The plates were maintained at 22°C for 5 days. KA count were realized after incubation of 300 μL of KA with or without 15 μL of MFN1032, MFN1030 or V1 (ratio 10%) in SM at 22°C for 5 days. Serial dilutions were plated on Hektoen enteric agar (bioMerieux) at 37°C to select KA. For some assay, 150 μL of MFN1032, MFN1030, V1 (0.5 OD580nm) or 300 μL of KA (1 OD580nm) were plated in SM-agar plates and 2 μL of serial dilution of D. discoideum culture (respectively Capmatinib research buy 1000,100, 10 or 1 D. discoideum per μL)

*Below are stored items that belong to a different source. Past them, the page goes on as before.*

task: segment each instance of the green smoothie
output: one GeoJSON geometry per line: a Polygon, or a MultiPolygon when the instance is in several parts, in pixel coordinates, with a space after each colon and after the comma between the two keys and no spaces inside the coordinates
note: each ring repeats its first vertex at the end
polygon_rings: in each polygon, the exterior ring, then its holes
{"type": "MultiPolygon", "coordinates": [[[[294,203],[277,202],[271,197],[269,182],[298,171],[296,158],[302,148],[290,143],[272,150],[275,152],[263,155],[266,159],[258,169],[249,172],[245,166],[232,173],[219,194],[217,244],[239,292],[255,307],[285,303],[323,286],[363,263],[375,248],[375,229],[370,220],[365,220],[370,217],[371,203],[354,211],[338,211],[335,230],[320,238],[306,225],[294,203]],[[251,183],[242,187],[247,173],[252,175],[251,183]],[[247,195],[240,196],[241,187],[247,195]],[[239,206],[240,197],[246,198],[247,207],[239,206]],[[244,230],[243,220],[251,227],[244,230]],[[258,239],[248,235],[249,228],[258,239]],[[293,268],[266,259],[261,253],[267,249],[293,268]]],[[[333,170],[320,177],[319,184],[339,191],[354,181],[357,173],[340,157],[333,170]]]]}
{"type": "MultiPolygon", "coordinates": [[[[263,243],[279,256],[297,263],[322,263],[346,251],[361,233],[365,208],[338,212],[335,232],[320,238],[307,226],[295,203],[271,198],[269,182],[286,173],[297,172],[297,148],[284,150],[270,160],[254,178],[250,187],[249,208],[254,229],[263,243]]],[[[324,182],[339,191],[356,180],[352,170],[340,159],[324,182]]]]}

were spotted on the bacterial layer. The plates were maintained at 22°C for 2 days. Cell culture and infection conditions Macrophage cell line J774A.1 was grown in Dulbecco’s modified Eagle Minimal Essential Medium (DMEM) (Lonza) containing 10% foetal calf serum (FCS) supplemented with 2 mM L-glutamine, 100

μg.mL-1 penicillin, 100 μg.mL-1 streptomycin and 2 mM pyruvic acid. The cells were seeded 20 h before infection in 24-well culture plates at 3 × 105 cells per well. Bacterial strains were grown overnight in LB (NaCl 5 g/l), diluted to 0.08 OD580nm and grown for approximately 4 h more for P. fluorescens and 2 h more for P. aeruginosa to an OD580nm between 1.0 and 1.5. For the cytotoxicity assay, one day before infection, the macrophages were GDC-0941 manufacturer antibiotic starved. The macrophages were infected with bacteria resuspended in 1 ml of DMEM in order to give an MOI (multiplicity of infection) of 5 (15 × 105 bacteria.mL-1). Carnitine palmitoyltransferase II selleck screening library After 4 hours of incubation under controlled atmosphere (37°C, 5% CO2), lactate dehydrogenase (LDH) present in the supernatant was measured in each well using cytotox 96® enzymatic assay (Promega). LDH is a stable cytosolic

enzyme released by eukaryotic cells and is an overall indicator of necrosis. J774A.1 cells exposed to Triton X100 (0.9%) were used as a control of total release (100% LDH release). The background level (0% LDH release) was determined with serum free culture medium. The percentage (%) of total lysis was calculated as follows: , where B (baseline) is a negative control and T (total lysis) is a positive control. X is the OD490nm value of the analysed sample. For in vitro microscopy, macrophages were infected with MFN1032 strain expressing Green Fluorescent Protein (pSMCP2.1 carrying gfp gene), resuspended in 1 ml of DMEM, in order to give an MOI of 10 and incubated for 10 min at 37°C, 5% CO2[37]. The medium was supplemented with 500 ng.mL-1 EtBr, which enters only into dead cells. Infection was followed using an inverted Zeiss (LSM 710) confocal laser-scanning microscope with an oil immersion 63X/1.40 plan-apochromatic objective. Plates were excited with a wavelength of 488 nm for GFP (emission: 493-539 nm) and 514 nm for EtBr (emission 589-797). 3D modelisation and orthographic representation were processed using Zen® 2009 (Zeiss) software and a Kernel of 3×3 (x, y) was applied.